Sei Shônagon est impitoyable à cet égard – dotée d’un fort esprit critique, elle peut avoir des mots qui blessent ; elle en a heureusement au moins autant pour célébrer la beauté, le raffinement, la parfaite composition, dans une perspective que l’on a pu dire hédoniste – une célébration de l’instant présent, à noter sur une feuille dans la certitude qu’il lui faudra bien disparaître ; les choses sont impermanentes – pourtant les notes de Sei Shônagon leur confèrent une certaine intemporalité paradoxale.

 

Et il est délicieux de s’égarer avec elle. Quelques listes se succèdent – des croquis joliment esquissés aussi. Puis elle s’oublie : le pinceau en main, elle dissèque alors avec bien plus d’ampleur, sur des pages et des pages, mais pas moins de précision, les scènes de son quotidien, celui des nobles dames de la cour, un gynécée qu’on est d’abord, réflexe malvenu (mâle venu ?), tenté de juger frivole, superficiel, cruel aussi… Sei Shônagon y a sa part, et plus encore.
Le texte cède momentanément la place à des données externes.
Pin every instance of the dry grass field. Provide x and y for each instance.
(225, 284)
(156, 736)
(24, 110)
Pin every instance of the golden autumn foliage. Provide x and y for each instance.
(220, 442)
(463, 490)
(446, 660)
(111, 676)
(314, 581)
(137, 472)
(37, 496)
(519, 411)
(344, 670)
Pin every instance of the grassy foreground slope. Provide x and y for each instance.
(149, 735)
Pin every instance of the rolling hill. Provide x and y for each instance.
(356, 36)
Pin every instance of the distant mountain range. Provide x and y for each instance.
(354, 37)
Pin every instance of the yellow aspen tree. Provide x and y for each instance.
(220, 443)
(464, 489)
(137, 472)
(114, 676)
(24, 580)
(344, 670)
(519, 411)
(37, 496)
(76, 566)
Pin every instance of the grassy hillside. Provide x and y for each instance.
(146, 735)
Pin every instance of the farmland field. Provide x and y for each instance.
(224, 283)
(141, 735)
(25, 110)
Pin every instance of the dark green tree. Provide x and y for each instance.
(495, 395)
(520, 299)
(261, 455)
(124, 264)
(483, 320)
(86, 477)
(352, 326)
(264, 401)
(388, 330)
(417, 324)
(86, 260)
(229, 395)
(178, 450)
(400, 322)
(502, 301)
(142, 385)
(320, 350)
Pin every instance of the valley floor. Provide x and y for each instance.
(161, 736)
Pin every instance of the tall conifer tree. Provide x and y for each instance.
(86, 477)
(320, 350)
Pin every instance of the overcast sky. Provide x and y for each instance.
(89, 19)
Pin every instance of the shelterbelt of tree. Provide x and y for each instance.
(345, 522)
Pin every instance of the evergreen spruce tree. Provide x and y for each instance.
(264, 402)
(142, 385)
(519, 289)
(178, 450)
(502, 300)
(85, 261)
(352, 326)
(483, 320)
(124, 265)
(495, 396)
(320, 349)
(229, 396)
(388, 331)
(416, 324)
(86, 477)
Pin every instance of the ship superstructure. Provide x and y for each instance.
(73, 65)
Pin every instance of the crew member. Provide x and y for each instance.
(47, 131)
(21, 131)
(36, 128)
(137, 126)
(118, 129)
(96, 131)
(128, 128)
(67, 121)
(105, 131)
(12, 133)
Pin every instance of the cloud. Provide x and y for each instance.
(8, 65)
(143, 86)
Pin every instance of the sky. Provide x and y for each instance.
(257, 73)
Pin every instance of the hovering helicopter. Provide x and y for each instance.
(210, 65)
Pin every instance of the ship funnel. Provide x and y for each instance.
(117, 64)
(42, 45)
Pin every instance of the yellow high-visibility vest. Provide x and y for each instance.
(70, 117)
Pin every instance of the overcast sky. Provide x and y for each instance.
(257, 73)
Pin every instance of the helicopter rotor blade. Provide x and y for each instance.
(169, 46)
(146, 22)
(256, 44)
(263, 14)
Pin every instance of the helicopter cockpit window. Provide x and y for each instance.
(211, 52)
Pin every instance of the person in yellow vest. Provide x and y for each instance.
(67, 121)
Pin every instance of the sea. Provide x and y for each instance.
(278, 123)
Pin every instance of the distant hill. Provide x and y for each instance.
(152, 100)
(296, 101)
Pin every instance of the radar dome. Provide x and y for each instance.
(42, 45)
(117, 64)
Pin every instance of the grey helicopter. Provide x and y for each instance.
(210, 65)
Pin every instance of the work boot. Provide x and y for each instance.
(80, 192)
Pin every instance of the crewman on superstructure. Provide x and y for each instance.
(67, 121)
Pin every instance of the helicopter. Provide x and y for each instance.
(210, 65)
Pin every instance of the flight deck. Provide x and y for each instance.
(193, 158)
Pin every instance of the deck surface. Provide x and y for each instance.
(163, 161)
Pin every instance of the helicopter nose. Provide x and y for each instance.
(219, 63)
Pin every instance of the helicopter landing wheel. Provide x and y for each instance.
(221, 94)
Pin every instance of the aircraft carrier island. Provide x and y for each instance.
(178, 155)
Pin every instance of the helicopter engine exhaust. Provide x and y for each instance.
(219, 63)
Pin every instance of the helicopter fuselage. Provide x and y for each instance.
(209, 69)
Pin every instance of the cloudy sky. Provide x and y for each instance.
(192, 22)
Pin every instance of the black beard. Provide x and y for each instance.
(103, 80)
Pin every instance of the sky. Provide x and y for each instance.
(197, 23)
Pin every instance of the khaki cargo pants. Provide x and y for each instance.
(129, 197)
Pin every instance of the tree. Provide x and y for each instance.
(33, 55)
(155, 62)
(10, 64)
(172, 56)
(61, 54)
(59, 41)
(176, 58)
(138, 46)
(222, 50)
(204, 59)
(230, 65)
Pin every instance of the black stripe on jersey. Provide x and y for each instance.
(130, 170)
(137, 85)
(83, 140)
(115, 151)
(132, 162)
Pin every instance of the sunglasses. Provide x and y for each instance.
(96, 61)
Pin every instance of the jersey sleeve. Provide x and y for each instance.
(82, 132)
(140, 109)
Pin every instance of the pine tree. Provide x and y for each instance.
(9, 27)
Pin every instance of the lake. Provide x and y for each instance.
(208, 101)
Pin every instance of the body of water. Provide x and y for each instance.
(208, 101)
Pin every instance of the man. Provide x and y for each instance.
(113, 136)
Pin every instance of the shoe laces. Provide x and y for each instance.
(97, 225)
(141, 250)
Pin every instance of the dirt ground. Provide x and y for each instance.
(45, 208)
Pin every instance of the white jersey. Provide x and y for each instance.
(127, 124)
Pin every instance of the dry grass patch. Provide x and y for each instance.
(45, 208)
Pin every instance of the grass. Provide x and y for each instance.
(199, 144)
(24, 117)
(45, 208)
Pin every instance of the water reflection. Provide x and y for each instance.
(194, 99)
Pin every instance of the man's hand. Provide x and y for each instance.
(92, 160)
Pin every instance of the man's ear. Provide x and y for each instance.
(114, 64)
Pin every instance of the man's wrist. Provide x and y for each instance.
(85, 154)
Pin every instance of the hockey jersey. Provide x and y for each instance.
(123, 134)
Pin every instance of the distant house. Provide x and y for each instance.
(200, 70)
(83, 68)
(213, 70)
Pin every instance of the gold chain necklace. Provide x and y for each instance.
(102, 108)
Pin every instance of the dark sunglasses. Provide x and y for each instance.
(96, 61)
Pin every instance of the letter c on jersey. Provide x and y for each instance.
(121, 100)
Mais juger cette femme superficielle ? Quand elle témoigne avec le plus grand naturel de son talent inégalé pour l’observation ? Mieux, quand ses observations, au moment d’imprégner le papier qui patiente à côté de l’oreiller au point de s’y substituer, y gagnent encore en finesse et en subtilité par la magie d’un style parfait ? C’est bien plutôt de génie qu’il faut parler, de toute évidence.

 

Les Notes de chevet se picorent. La grâce de la plume, ou plutôt du pinceau, ici dans l’élégante traduction d’André Beaujard (peut-être un brin surannée, mais je crois que cela participe de son charme), renouvelle toujours l’intérêt du lecteur ; toutefois, je crois qu’il vaut mieux en fractionner la lecture : tel instant vécu sur le vif entre ainsi en résonance avec tel instant saisi il y a mille ans de cela, dans un monde à tous points de vue aux antipodes du nôtre. À mesure que l’on apprivoise la manière de Sei Shônagon, j’ai le sentiment qu’il s’instaure comme une parenté spirituelle – d’une certaine manière, la noble dame nous forme, sans rudesse, par l’exemple, à l’observation du monde ; c’en est au point où ses listes, même les plus sèches, acquièrent en définitive une vertu poétique qui leur est propre. On se surprend à scander les notations comme autant de vers riches de ludiques doubles sens – et la société aristocratique de Heian apparaît sous nos yeux, dans toute sa subtile harmonie.

 

Les Notes de chevet sont un livre très étrange. Leur abord est sans doute un peu intimidant – les listes peuvent effrayer, et tout d’abord laisser supposer que ce monde serait trop éloigné du nôtre pour que l’on puisse s’y aventurer impunément. C’est pourtant tout le contraire qui se produit – une merveilleuse communication d’observations et de sensations, d’une poésie sans pareille. Ce livre est étrange, oui – mais il est surtout étrangement beau.

 

Un vrai chef-d’œuvre, fort de sa singularité, mais plus encore de sa finesse et de sa grâce.